Transcript edited by Pierce Butler

This is the 25th in a series of transcript excerpts from the collection of the Samuel Proctor Oral History Program at the University of Florida. Part 2 of this interview will follow in the next issue of the Iguana out April 8.

Medea Benjamin was interviewed by Derick Gomez [G] in 2014.

G: You’ve been an activist for several decades now, and it’s impossible not to admire your strong code of morality, your strong code of ethics. Can you tell me a little bit about where that came from?

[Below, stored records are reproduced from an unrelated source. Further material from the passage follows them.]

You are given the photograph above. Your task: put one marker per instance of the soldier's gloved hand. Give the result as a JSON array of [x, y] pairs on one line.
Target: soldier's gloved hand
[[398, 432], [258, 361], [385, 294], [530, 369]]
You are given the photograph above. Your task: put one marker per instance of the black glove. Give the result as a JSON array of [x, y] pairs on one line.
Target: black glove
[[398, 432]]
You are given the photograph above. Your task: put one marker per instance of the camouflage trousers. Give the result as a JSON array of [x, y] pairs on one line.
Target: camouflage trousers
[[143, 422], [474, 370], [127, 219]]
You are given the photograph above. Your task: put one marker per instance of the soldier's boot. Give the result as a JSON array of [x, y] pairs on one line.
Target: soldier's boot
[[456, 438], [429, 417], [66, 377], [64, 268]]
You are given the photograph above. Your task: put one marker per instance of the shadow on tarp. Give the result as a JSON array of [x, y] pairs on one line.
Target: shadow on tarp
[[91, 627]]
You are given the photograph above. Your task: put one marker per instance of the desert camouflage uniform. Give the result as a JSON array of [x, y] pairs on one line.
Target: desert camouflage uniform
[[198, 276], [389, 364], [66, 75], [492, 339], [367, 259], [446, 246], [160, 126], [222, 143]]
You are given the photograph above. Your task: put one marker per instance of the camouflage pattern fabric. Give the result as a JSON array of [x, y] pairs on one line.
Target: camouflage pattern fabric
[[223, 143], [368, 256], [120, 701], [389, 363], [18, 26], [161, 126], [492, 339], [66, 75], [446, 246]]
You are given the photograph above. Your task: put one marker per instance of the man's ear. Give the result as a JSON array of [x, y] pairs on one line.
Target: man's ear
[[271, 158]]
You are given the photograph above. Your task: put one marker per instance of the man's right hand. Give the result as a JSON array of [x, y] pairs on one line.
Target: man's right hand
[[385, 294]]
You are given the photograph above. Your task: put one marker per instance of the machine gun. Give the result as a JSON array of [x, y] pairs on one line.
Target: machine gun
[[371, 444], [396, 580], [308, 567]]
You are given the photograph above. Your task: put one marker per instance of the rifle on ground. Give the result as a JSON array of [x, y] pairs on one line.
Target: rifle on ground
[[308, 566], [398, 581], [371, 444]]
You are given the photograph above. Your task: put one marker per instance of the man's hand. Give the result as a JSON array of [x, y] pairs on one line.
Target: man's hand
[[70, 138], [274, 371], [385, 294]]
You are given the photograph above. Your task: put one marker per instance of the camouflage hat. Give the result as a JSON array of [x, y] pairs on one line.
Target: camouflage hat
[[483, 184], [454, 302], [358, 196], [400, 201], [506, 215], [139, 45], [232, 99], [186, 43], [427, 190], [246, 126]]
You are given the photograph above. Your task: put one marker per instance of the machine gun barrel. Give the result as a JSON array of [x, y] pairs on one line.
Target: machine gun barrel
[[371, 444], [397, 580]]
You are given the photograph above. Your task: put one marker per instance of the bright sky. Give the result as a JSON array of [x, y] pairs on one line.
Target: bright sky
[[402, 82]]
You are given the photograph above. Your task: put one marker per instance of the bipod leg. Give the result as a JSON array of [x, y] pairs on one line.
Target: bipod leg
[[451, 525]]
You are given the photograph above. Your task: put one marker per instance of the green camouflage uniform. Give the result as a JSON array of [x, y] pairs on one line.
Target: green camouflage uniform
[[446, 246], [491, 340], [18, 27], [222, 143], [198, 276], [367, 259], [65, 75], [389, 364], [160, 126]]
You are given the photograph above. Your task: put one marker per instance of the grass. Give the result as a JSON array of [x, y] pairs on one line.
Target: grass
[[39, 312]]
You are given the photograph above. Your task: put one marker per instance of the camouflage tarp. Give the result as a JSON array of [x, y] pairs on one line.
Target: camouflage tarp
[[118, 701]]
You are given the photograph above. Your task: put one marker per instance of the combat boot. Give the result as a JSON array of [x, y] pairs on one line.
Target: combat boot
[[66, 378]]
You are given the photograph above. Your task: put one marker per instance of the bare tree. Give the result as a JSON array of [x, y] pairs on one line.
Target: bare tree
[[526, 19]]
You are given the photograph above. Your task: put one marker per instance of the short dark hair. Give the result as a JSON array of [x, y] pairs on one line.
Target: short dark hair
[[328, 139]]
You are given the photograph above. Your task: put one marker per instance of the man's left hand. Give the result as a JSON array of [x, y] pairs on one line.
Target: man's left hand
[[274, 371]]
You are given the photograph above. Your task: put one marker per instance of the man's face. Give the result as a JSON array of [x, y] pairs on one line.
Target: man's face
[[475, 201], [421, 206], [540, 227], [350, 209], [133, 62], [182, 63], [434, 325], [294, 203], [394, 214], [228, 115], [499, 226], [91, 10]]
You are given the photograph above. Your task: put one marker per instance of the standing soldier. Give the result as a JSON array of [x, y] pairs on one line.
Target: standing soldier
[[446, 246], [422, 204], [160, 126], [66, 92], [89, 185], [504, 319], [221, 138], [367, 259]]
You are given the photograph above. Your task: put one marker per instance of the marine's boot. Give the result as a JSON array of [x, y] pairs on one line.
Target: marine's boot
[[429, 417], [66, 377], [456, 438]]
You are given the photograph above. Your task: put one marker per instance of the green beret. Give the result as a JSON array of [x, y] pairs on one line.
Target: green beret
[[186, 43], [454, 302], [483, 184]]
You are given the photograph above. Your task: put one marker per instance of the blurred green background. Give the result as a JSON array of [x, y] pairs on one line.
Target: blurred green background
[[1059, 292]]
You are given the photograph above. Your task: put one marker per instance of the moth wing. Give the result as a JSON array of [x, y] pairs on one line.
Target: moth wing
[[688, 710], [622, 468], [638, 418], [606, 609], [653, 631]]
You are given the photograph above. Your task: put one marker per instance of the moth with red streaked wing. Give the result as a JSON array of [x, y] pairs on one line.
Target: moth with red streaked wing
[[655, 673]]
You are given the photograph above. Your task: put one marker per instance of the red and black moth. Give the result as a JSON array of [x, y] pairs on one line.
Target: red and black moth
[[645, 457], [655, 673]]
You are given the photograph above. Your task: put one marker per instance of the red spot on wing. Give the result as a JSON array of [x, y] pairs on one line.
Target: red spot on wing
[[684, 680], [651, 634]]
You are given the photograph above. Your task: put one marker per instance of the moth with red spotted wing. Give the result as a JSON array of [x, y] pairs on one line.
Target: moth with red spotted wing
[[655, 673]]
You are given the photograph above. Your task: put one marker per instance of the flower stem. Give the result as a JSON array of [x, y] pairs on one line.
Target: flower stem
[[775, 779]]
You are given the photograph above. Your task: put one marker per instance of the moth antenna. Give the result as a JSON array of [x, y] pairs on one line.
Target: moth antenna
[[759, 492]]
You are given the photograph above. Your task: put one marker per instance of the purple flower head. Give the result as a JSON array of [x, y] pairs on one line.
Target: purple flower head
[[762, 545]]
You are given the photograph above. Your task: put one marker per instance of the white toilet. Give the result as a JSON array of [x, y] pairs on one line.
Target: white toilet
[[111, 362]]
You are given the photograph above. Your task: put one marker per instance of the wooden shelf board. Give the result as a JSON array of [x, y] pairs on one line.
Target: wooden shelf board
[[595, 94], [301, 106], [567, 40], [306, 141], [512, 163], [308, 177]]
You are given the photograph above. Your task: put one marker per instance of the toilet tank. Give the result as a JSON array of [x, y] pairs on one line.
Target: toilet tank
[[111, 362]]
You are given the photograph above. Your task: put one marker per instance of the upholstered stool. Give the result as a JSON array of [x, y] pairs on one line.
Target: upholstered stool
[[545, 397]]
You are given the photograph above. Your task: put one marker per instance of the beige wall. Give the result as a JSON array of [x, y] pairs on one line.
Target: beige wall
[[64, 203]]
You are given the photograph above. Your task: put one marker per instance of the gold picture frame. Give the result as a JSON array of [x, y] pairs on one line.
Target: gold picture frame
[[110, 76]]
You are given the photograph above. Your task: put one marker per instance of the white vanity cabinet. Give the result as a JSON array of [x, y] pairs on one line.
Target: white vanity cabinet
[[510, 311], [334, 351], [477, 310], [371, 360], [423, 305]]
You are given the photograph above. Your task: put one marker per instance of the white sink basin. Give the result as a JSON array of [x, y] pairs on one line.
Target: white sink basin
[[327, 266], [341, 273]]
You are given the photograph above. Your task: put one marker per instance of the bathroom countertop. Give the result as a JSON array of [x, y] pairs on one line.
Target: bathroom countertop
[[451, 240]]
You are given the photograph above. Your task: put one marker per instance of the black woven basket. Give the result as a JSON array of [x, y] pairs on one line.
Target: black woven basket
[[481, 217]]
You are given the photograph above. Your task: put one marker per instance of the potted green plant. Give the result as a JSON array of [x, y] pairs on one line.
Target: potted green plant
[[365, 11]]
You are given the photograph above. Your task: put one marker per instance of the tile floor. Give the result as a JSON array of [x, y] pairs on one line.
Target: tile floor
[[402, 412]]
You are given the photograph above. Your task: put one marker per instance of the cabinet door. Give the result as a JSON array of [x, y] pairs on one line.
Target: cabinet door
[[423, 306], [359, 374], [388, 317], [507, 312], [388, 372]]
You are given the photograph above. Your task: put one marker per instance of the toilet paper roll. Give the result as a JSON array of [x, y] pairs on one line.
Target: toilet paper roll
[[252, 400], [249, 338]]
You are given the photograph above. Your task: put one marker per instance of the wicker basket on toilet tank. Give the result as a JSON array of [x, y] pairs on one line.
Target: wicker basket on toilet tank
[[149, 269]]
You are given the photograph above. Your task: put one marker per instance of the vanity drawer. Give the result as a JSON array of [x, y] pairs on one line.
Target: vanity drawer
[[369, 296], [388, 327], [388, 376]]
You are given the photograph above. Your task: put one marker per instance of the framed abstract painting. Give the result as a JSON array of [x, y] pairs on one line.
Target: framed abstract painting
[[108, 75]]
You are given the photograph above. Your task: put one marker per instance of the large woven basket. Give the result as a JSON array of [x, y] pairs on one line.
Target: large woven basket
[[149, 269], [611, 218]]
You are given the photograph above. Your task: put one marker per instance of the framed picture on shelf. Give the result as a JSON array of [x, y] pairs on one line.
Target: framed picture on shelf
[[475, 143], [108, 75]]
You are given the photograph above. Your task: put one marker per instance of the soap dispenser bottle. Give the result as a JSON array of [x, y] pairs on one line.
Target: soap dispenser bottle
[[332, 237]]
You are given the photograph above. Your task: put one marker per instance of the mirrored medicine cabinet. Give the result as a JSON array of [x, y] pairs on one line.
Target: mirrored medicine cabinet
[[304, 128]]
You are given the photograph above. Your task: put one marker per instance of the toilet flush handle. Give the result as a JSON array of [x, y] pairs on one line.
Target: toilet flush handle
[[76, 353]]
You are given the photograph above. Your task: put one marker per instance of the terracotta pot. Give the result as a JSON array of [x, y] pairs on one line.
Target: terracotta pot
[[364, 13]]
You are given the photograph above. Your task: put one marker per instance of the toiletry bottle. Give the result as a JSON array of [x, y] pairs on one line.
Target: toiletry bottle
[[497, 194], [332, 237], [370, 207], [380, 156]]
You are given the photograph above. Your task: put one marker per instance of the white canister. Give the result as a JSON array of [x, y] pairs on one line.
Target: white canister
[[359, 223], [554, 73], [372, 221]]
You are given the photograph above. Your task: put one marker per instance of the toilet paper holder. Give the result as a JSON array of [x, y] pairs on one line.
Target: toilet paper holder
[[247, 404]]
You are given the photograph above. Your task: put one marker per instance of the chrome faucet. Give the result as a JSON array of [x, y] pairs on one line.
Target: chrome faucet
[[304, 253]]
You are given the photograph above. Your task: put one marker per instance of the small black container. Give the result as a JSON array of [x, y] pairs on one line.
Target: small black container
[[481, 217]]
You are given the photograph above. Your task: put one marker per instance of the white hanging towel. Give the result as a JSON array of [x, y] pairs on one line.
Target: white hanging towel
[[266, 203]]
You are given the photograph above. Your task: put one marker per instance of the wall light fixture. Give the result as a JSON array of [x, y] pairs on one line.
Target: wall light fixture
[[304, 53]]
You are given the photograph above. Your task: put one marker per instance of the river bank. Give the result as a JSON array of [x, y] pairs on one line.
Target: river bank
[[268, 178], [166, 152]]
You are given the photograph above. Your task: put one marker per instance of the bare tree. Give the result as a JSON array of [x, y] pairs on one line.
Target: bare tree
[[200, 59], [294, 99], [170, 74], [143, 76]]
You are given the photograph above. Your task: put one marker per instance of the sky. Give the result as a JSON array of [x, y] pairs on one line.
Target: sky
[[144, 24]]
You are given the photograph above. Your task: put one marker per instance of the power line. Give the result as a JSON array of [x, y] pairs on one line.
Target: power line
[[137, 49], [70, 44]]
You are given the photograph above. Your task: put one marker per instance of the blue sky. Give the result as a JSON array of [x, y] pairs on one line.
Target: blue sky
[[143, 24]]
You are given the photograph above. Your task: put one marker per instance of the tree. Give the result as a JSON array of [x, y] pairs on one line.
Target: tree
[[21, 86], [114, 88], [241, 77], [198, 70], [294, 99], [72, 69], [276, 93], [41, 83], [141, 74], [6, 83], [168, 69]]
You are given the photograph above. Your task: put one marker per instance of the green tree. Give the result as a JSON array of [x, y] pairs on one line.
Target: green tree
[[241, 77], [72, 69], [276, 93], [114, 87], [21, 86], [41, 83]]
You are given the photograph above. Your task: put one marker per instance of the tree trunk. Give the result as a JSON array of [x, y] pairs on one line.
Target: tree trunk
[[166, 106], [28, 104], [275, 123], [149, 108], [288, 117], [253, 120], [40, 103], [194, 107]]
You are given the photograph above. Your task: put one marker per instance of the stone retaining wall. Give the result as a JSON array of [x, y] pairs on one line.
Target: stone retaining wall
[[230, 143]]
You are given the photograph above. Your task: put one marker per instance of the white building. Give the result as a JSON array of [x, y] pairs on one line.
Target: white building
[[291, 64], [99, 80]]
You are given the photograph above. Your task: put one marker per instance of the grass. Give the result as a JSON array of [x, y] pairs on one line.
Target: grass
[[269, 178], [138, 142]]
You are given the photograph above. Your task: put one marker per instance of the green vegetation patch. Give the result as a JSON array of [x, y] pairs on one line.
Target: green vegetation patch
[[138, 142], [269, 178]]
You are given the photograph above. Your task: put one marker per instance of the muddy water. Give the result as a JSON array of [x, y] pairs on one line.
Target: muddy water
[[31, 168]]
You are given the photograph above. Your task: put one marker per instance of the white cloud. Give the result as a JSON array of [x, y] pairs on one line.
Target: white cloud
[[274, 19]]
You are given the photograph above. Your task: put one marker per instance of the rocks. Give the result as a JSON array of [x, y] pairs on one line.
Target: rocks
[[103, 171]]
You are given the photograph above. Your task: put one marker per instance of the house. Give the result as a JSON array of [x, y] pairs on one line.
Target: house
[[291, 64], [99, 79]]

B: It’s funny, just coming into here, I saw the students outside with the ROTC, and they were practicing their different maneuvers with guns. It made me very sad to see, and I just kind of flashed back to many decades ago when I was in school and there was a draft, and people didn’t have a choice.  They were forced to go into the military and to be sent over to Vietnam to fight. My older sister had a boyfriend who was drafted into the military.  And he would write her letters. The letters got more and more disturbing as the months went by.  And then maybe six months into his deployment in Vietnam, he sent her back an ear of a Viet Cong, and he said that this was a souvenir that she could put around her neck and wear as a necklace. I was just so shocked by it, just the whole concept that this nice boy who six months earlier was just one of us, had suddenly turned into kind of a monster, who would think that another human being’s body part would be a souvenir.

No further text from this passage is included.